Well I'll answer honestly and say usually for domestic.

I take the dynamic risk assesment approach. :)

If I'm working in a commercial environment then always.
 
I put rarely as my honest answer. Take it on a case by case basis and act accordingly. I am happier when I have a 3036 fuse firmly in my pocket rather than simply isolating a MCB I must admit.

My lovely Wiha sidecutters, which were new at the time, got a nice little hole when I mistakenly cut a live cable. They are great for stripping 1.5mm now.

I should probably be more cautious though. Time to dust off the MCB lock I think...
 
I can only speak for the industrial side.

All the companies I’ve worked for, no permit or incorrect isolation and you’re in deep ----. This covered more than just electrical, all plant services and dangers were included.

In the electrical department we had a get out. Sections of plant could be handed over for test. You can’t test many things with no power and bits isolated.
You had to have a damn good reason for asking for a “sanction to test”.

The isolation procedure at the first place was 170 pages covering just about anything you could think of.

The foundry wanted to improve their systems and I was lumbered with the job. Quick get out for me, phone the first company. They sent me the full document, the management went in to a state shock when I dropped it on their desks.

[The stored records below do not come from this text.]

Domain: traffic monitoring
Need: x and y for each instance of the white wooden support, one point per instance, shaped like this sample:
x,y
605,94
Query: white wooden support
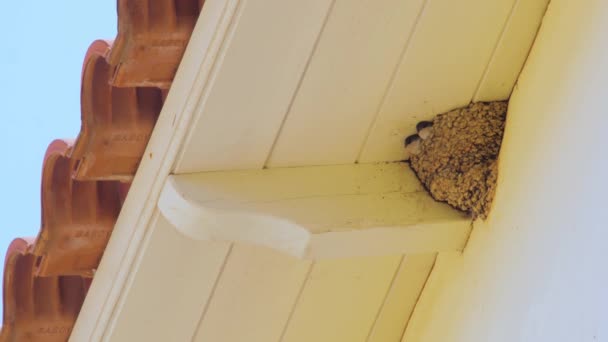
x,y
315,212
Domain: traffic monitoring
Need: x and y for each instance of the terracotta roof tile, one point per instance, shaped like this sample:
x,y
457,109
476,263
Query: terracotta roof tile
x,y
152,37
116,122
37,308
85,182
77,216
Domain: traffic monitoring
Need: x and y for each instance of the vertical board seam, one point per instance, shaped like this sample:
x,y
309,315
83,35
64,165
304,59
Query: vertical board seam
x,y
137,259
296,301
484,75
222,51
391,80
212,293
300,81
388,292
426,282
538,28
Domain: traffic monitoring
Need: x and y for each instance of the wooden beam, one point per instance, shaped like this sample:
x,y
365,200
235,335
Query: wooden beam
x,y
315,212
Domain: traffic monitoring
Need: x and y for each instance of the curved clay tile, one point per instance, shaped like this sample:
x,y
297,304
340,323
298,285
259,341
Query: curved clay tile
x,y
116,122
77,216
37,308
152,37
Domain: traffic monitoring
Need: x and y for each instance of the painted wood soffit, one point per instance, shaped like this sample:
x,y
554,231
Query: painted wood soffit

Isolation procedures need commitment from everyone involved.


What goes on in the domestic field I don’t know but I’m getting the feeling its very lackadaisical.
 
I can only speak for the industrial side.

All the companies I’ve worked for, no permit or incorrect isolation and you’re in deep ----. This covered more than just electrical, all plant services and dangers were included.

In the electrical department we had a get out. Sections of plant could be handed over for test. You can’t test many things with no power and bits isolated.
You had to have a damn good reason for asking for a “sanction to test”.

The isolation procedure at the first place was 170 pages covering just about anything you could think of.

The foundry wanted to improve their systems and I was lumbered with the job. Quick get out for me, phone the first company. They sent me the full document, the management went in to a state shock when I dropped it on their desks.

Isolation procedures need commitment from everyone involved.


What goes on in the domestic field I don’t know but I’m getting the feeling its very lackadaisical.
usually in domestic its, flick it off then a bit of tape over breaker
 
I'm with Tony on this one, it's a different world working in the industrial sector. I have worked on many varied things from huge crushers and tyre shredders to furnaces, foundries and the list goes on.
It doesn't bear thinking about what could go wrong if there wasn't an extremely stringent isolation procedure in place, I have unfortunately witnessed a couple of serious injuries due to lack of safe isolation and I don't want to see another one as long as I live.
 
Most commercial we used 2 sets of padlocks, our own and the main contractors.
Permit to work, and then only when main contractor and electrical contractor are both happy that the circuit(s) have been dead test again, will both padlocks come off and re powered.